Showing results for 
Search instead for 
Did you mean: 

Welcome to the Cisco Small Business Community

Have a question? Click on a topic board below to get started in the community.
Get the latest news in this issue of the Cisco Small Business Monthly Newsletter


Wrong IP for Tunnel?

Hello Everyone,


I'm seeing something rather odd happening for a tunnel that we have setup.  At the HQ location there is a 5508 that has a few tunnels setup between satellite locations with 5506's.  One of the tunnels randomly went down earlier this morning.  When doing a sh crypto isakmp sa on the satellite location's ASA it shows a wait_msg2, when doing the same on the HQ ASA it shows a wait_msg3, indicating that it gets the initial message from the ASA and then tries to reply but doesn't recieve a response.  The part where it gets weird is this.  On the HQ ASA its showing an IP that is completely different from the one on the outside interface of the satellite ASA and there is no way it can be in the same subnet as the first octet is completely different.  I confirmed that this tunnel is causing that issue by disabling ikev1 on both sides, confirmed the sa was gone and then turned it back on and ran the command again, same thing popped up again.  I tried rebooting the ASA, changing the PSK, but there isn't much else I can think of to try, aside from just re-doing the config on the HQ ASA and see what happens.


I tried running a packet trace to see if the traffic is being redirected somewhere but wasn't able to really get any kind of meaningful result, it doesn't show the traffic being redirected to any IP, but i'm not sure how useful a packet trace would be in this case anyways as I'm not sure if I can simulate VPN initiation traffic.


I also tried running a packet capture, but I am not sure what parameters to enter to capture the VPN initiation traffic from the satellite location to the HQ ASA.  I tried doing ingress outside egress inside with the access-list assigned to sequence on the outside cryptomap for the location in question and it didn't capture anything. 


I tried turning debugging to view it across SSH but that wasn't really helpful as the session was completely inundated with all traffic and not just VPN.


The last step is going to be to go out with a network tap, laptop, and wireshark to see if I can tell whats going on, but I was hoping someone had heard of something like this before.

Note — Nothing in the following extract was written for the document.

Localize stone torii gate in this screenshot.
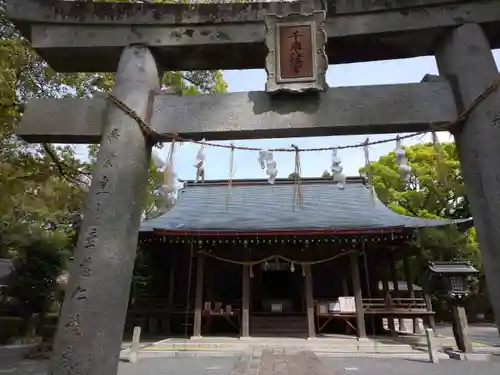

Below are the results from sh crypto isakmp sa from both locations with the actual IP's removed


Satellite location

Result of the command: "sh crypto isakmp sa"

IKEv1 SAs:

Active SA: 1
Rekey SA: 0 (A tunnel will report 1 Active and 1 Rekey SA during rekey)
Total IKE SA: 1

1 IKE Peer: **HQ IP**
Type : user Role : initiator
Rekey : no State : MM_WAIT_MSG2

There are no IKEv2 SAs



Result of the command: "sh crypto isakmp sa"

IKEv1 SAs:

Active SA: 2
Rekey SA: 0 (A tunnel will report 1 Active and 1 Rekey SA during rekey)
Total IKE SA: 2

Type : L2L Role : initiator
Rekey : no State : MM_ACTIVE
Type : user Role : responder
Rekey : no State : MM_WAIT_MSG3

There are no IKEv2 SAs


Re: Wrong IP for Tunnel?

Turns out the modem took a dump at the satellite location, never in my life have I seen something like this happen.


It turns out that the ASA was seeing the IP address on the coax interface of the modem and not the one on the ASA.  Craziness, but after a reboot it came back up.  Definitely not typical of a modem going poo as normally the internet goes out, but the only issue was that the ASA at the HQ was seeing the wrong IP.